Bertha Everard (1873 - 1965)
Bertha Everard took a leading role in her family as sister to Edith King and as mother of Ruth Everard-Haden and Rosamund Everard-Steenkamp, who together formed the artistic lineage known as the Everard Group. Bertha was born in Durban in 1873, but left for England in 1874 with her mother, Mary Elizabeth King, following her unsuccessful marriage to William King. Bertha and her elder sister were cared for and home schooled in their early years while their mother worked. Between 1891 and 1893 Bertha studied music in Vienna and became an accomplished pianist before turning her attention to art. From 1893 to 1899 she studied at various art schools in England. In 1900 she obtained the Ablett Teachers Certificate from the Royal Drawing Society of Great Britain and taught at an English school before securing a teaching post at Pretoria Girls' High in 1902 and 1903. In 1903 she met and married Charles Everard and moved to his farm 'Bonnefoi' overlooking the Komati Valley in Mpumalanga (formerly Eastern Transvaal). Here Bertha took an active role in farm management and, in time, the family acquired an additional three farms. Her daughters Ruth and Rosamund were born in 1904 and 1907 respectively. Bertha accompanied her daughters to Europe in the 1920s when she arranged for them to receive an art and music education abroad.
Initially influenced by the trends in English landscape painting, being intimately involved with and economically reliant on the land, Bertha's landscape is imbued with an unusual intensity.
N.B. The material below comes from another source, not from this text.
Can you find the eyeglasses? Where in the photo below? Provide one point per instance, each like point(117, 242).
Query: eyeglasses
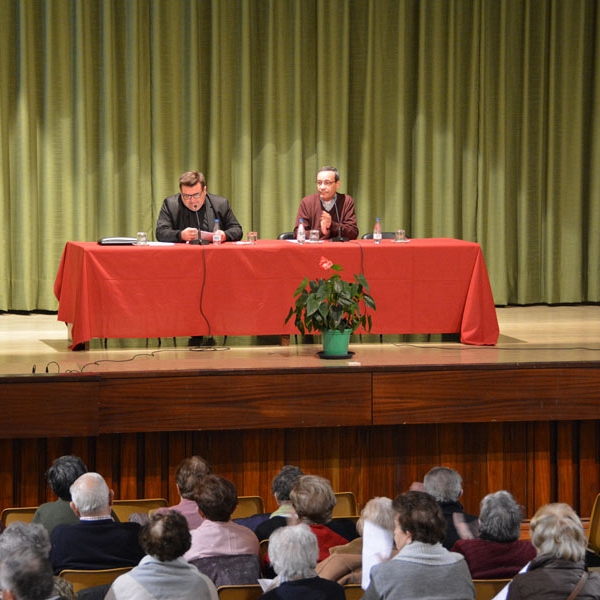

Bertha worked in oil paint to depict the vastness of the open grasslands in a stylized manner with a strong use of line and colour. Her early paintings reflect the realistic style of the 19th Century, but she developed a looser style and form of expression having encountered modern European trends in the 1920s. Isolated from the influence of an artistic community, Bertha's landscapes remain untainted by sentimental commercialism that so often characterizes the genre in South Africa and she developed a strong personal vision of the land. In 1910 she was awarded a gold medal at the South African National Union Arts and Crafts exhibition. In 1912 she was awarded the prize for the best landscape painting at an exhibition arranged by Sir Hugh Lane and Lady Philips. She participated in numerous group exhibitions in South Africa and showed her work in London and Paris through the 1910s, 20s and 30s. The first Everard group exhibition was held in Johannesburg in 1931 and the second in 1935. She exhibited her work less frequently towards the end of her life. This, in addition to the fact that she sold few of her paintings has meant that her importance as an artist is often overlooked. This trend was reversed in 1982 when the Tatham Art Gallery held an Everard group retrospective and given considerable momentum with the 2000 'The Everard Phenomenon' exhibition which toured South Africa. Bertha Everard's work can be seen in every major art Gallery in the country and in many corporate collections.